Make A Prenuptial Agreement Part Of Your Wedding Plans
Among the plans and preparations for your big day, meeting with a family law attorney and creating a prenuptial agreement may not be on your to-do list, but it should be. After all, getting married is a legal act, so don't neglect to take the important step to ensure that you have a complete set of legal provisions in place when you wed. A prenuptial agreement can address vital aspects of you and your fiancé's financial life, so read on.
What Should Go Into a Prenuptial Agreement?
The wonderful thing about prenuptial agreements is the ability to create a custom-made document that addresses the issues that are the most important to you and your fiancé. There are really no exact legal requirements on the books when it comes to these agreements, but commonly couples include the following issues:
- Real estate, vehicles, artwork, jewelry and other property that is owned by one party prior to marriage, and provisions for how the property will be treated upon marriage. For example, will each person keep their own property in their name and never intermingle it? Or will certain items become joint property?

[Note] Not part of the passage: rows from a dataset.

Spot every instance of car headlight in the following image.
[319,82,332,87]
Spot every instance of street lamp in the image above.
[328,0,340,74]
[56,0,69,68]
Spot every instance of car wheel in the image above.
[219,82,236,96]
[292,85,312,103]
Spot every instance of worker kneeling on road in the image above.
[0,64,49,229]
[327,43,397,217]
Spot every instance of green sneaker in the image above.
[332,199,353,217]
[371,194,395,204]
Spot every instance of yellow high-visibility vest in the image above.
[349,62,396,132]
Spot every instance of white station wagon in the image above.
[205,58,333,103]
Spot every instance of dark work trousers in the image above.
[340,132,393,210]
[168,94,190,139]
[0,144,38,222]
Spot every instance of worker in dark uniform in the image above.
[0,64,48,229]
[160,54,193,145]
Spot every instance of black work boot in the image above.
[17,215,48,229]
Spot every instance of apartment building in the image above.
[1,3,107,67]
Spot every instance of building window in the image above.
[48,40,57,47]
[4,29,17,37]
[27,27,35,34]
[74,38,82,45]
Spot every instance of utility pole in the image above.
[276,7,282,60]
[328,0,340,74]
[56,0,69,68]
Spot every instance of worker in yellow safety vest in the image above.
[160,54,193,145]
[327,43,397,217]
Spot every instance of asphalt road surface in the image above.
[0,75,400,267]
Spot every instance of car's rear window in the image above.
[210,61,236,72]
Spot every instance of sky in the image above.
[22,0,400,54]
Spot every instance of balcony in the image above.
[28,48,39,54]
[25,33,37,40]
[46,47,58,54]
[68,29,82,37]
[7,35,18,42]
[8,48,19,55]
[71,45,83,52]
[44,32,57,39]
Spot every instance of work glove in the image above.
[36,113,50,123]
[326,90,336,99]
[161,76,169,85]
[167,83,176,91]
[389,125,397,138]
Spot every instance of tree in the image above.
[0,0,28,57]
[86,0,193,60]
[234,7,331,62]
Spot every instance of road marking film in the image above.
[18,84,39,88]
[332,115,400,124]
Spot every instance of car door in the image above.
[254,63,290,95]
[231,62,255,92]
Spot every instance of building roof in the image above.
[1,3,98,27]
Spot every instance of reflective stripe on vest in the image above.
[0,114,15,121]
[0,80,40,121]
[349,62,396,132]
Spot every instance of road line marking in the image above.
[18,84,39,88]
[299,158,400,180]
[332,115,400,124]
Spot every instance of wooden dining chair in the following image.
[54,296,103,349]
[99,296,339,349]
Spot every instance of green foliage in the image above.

- Any debts held by one party and who will own this debt after marriage.
- Provisions for the division of property and debt if you divorce.
- How household bills will be treated. For example, will rent or mortgage payments be paid by one party, divided evenly or divided based on income.
- The funding of savings, investment, educational and other accounts.
- Provisions for children from previous relationships if a death occurs. It should be noted that this agreement is not meant to take the place of estate planning, wills, trusts or other legal instruments, but an inclusion that addresses this issue may be used as evidence if an inheritance is challenged.
What Should Not Go Into a Prenuptial Agreement?
1. In the event of a divorce, issues relating to child custody, support and visitation should be addressed only in a separation agreement and the divorce petition. Courts have ruled that state law supersedes these types of agreements, since family courts hold the best interests of the child above all else.
2. Leave off minor and frivolous issues like how your children will be named, where you will live, who does the household chores, etc. Prenuptial agreements should address financial issues only.
3. The issue of spousal support (alimony) should not be addressed in a prenuptial agreement (in some states).
Additionally, Avoid the Following:
1. Concealing assets or debt from your fiancé when creating your agreement.
2. Making an agreement that is obviously unfair to one party.
3. Using force or coercion to create the agreement.
The assistance of a family law attorney is vital when creating your agreement to ensure that your documents are fair, complete, and most importantly, legal.